Ecône, en la Vigile de Noël 1978
Très Saint Père,
Comment douter que l’audience que vous m’avez accordée n’ait été voulue de Dieu. Ce fut pour moi une grande consolation de pouvoir en toute franchise exposer les circonstances et les motifs de l’existence de la Fraternité Sacerdotale Saint Pie X, de ses séminaires, et les raisons qui m’ont amené à continuer l’Oeuvre, malgré les décisions venues de Fribourg et de Rome.
Le flot des nouveautés dans l’Eglise accepté et encouragé par l’Episcopat, flot ravageant tout sur son passage : la foi, la morale, les institutions de l’Eglise, ne pouvait pas admettre la présence d’un obstacle, d’une résistance.
Nous avions donc le choix ou de nous laisser emporter par le courant dévastateur et d’accroître le désastre, ou de résister contre vents et marées pour sauvegarder notre foi catholique et le sacerdoce catholique.

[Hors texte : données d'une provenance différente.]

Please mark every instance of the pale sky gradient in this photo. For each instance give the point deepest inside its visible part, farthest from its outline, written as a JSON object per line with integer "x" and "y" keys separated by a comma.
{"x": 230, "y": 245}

Nous ne pouvions pas hésiter.
Depuis le 5 mai 1975, date de notre décision de tenir coûte que coûte, trois années et demi ont passé et nous donnent raison. Les ruines de l’Eglise s’accumulent : l’athéisme, l’immoralité, l’abandon des églises, la disparition des vocations religieuses et sacerdotales sont tels que les Evêques commencent à s’émouvoir et que le fait d’Ecône est constamment évoqué. Les sondages d’opinion manifestent qu’une grande partie des fidèles, parfois une majorité, sont en faveur de l’attitude d’Ecône.
Il est évident pour tout observateur impartial que notre Oeuvre est une pépinière de prêtres comme l’Eglise les a toujours souhaités et comme les vrais fidèles les désirent. Et on est en droit de penser que si Rome voulait bien admettre le fait et lui donner la légalité à laquelle il a droit, les vocations seraient encore beaucoup plus abondantes.
Très Saint Père, pour l’honneur de Jésus-Christ, pour le bien de l’Eglise, pour le salut des âmes, nous vous conjurons de dire un seul mot, une seule parole, comme Successeur de Pierre, comme Pasteur de l’Eglise universelle, aux Evêques du monde entier : « Laissez faire » ; « Nous autorisons le libre exercice de ce que la Tradition multiséculaire a utilisé pour la sanctification des âmes. »
Quelle difficulté présente une pareille attitude ? aucune. Les Evêques décideraient des lieux, des heures réservées à cette Tradition. L’unité se retrouverait immédiatement au niveau de l’Evêque du lieu. Par contre que d’avantages pour l’Eglise : le renouveau des Séminaires, des monastères ; une grande ferveur dans les paroisses. Les Evêques seraient stupéfaits de retrouver en quelques années un élan de dévotion et de sanctification qu’ils croyaient disparu à tout jamais.
Pour Ecône, ses séminaires, ses prieurés, tout se normaliserait comme pour les Congrégations de Lazaristes, Rédemptoristes… Les prieurés rendraient service aux diocèses par des prédications de Missions paroissiales, Retraites selon Saint lgnace, et services des paroisses, en pleine soumission aux Ordinaires des lieux.
Combien la situation de l’Eglise serait améliorée par ce moyen très simple et si conforme à l’esprit maternel de l’Eglise, ne refusant pas ce qui vient au secours des âmes, n’éteignant pas la mèche qui fume encore, se réjouissant de constater que la sève de la Tradition est encore pleine de vie et d’espoir !
Voilà ce que j’ai cru devoir écrire à Votre Sainteté, avant de me rendre auprès de S.E. le Cardinal Seper. Je crains que des discussions prolongées et subtiles n’aboutissent pas à un résultat satisfaisant et fassent traîner une solution qui, j’en suis persuadé, doit vous apparaître urgente.
La solution ne peut, en effet, se trouver dans un compromis qui pratiquement ferait disparaître notre Oeuvre, ajoutant à la destruction une contribution de plus.
Demeurant à l’entière disposition de Votre Sainteté, je La prie d’agréer mon profond et filial respect en Jésus et Marie.